Dari data pelacakan satelit mendapati fakta bahwa hiu paus betina dan dewasa sering menggunakan laut dalam seperti ngarai dan gunung laut. Sementara, jantan muda tetap menjadikan perairan dangkal yang kaya akan plankton sebagai tempat berkumpul.
“Itu membantu mereka untuk tumbuh dengan cepat.”
Menurut dia, hiu paus memiliki dinamika populasi di empat lokasi dengan dominasi jantan muda yang rata-rata berukuran 4-5 meter. Hal itu menandakan, keempatnya adalah habitat pembesaran. Untuk itu, sangat penting melakukan upaya pengelolaan wisata berbasis bagan secara hati-hati untuk kurangi risiko hiu paus terluka.
Berdasarkan hasil riset, ada 76,9% hiu paus di BLKB terluka, mulai dari abrasi/goresan, sayatan, amputasi sirip, hingga bekas gigitan pemangsa. Dari jumlah itu, interaksi manusia melalui perikanan atau wisata bagan tetap tinggi, utamanya di perairan Kaimana. Sebab itu, tim merekomendasikan desain bagan ramah hiu paus, penerapan kode etik wisata, dan pengawasan ketat aktivitas perikanan serta pelayaran.
“Tim peneliti mendorong regulasi modifikasi bagan, seperti menghilangkan bagian tajam untuk mengurangi risiko luka saat hiu paus berinteraksi di sekitar bagan.”
Menurut Iqbal, konservasi hiu paus adalah tanggung jawab bersama, bukan oleh satu pihak saja.
“Bukan hanya ilmuwan, tetapi juga masyarakat, pelaku wisata, dan pelaut.

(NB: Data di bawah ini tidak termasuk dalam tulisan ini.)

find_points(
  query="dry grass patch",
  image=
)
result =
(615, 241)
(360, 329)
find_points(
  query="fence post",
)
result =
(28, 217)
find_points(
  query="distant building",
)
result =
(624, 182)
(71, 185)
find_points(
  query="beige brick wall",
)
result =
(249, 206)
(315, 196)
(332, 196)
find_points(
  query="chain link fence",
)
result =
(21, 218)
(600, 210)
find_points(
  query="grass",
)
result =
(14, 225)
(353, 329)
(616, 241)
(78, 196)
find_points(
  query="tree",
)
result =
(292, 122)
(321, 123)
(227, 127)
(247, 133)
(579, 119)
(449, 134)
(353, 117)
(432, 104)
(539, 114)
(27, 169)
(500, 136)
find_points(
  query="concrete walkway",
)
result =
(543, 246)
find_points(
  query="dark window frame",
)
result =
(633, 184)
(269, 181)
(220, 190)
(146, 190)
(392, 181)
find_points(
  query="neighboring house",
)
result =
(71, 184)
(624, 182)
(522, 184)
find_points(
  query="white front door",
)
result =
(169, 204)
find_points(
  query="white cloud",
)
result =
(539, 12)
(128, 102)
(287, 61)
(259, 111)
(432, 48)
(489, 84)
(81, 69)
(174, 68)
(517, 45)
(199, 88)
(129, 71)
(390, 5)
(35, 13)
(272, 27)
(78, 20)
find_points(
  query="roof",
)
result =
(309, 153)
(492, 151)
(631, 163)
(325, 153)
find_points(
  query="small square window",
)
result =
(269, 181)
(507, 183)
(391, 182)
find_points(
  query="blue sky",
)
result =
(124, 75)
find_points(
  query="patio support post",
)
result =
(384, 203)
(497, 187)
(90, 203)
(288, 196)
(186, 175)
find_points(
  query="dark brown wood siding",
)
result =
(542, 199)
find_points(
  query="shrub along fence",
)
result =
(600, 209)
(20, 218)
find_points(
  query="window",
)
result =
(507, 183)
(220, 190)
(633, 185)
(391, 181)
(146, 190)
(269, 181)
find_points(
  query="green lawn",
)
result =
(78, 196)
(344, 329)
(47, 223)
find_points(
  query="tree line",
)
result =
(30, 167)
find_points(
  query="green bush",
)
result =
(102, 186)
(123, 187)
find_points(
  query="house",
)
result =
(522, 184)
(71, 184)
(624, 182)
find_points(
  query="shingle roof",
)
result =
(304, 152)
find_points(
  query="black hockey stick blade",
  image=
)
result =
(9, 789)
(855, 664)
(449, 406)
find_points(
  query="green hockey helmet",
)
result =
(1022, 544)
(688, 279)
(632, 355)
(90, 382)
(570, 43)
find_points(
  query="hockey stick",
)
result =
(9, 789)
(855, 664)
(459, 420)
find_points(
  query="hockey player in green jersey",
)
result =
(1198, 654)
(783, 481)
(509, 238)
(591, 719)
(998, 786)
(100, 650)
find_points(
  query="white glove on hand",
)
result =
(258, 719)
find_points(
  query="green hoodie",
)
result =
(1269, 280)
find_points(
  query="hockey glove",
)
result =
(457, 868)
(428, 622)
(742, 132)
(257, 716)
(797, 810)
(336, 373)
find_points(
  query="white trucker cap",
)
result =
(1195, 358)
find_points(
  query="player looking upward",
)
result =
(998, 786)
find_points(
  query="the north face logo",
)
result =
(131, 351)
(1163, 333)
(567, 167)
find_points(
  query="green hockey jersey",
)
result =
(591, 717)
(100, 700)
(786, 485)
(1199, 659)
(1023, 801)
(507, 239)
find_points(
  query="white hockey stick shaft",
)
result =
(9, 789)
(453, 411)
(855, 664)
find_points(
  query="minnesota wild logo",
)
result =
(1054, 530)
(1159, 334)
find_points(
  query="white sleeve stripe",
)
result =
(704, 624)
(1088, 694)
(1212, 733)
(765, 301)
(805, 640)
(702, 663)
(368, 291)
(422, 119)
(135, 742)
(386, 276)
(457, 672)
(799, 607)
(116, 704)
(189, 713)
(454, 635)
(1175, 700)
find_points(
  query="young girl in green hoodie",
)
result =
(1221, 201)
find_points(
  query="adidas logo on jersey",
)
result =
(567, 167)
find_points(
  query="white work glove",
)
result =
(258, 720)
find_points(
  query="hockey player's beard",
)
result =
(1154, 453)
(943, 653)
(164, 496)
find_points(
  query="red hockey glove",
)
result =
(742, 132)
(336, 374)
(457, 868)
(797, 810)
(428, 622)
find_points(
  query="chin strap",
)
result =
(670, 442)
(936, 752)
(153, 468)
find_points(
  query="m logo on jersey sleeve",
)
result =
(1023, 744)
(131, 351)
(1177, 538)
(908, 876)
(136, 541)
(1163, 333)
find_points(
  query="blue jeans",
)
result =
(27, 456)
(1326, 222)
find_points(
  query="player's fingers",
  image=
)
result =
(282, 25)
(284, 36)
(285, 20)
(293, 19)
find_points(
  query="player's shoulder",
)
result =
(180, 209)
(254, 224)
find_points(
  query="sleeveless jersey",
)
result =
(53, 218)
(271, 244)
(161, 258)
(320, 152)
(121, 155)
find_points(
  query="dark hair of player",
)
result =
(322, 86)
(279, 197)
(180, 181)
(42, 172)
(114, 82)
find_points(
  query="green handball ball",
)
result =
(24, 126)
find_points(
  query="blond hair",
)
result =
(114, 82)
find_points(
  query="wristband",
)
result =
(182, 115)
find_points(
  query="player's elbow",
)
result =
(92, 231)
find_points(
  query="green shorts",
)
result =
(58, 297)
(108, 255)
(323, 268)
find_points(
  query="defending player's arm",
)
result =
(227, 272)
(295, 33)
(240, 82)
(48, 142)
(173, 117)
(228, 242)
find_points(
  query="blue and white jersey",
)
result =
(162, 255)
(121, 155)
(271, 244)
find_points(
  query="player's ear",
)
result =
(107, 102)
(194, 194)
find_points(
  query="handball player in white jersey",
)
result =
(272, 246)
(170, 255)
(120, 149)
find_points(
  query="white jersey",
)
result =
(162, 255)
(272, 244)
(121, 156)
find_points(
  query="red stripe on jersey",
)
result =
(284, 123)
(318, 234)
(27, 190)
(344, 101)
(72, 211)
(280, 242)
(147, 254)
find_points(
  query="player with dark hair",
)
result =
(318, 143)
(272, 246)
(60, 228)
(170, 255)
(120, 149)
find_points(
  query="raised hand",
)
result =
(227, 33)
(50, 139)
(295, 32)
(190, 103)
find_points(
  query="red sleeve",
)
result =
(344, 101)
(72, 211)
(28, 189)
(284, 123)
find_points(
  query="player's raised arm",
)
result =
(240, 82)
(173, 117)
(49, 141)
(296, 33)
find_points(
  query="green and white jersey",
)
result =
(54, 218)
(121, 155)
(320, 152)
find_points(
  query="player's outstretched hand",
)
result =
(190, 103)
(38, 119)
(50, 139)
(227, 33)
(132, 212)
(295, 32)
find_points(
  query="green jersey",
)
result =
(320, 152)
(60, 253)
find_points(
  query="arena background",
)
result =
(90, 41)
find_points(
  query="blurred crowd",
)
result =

Pariwisata hiu paus dapat menjadi penggerak ekonomi lokal, namun harus terkelola dengan aturan yang jelas agar tidak menimbulkan luka pada hiu paus maupun dampak negatif pada ekosistem,” katanya.
Dalam laporannya, tim juga rekomendasikan pengelolaan dan penelitian hiu paus, mendorong perluasan pemantauan dan identifikasi individu berbasis data foto ID lintas lembaga, melibatkan wisatawan, nelayan, dan masyarakat.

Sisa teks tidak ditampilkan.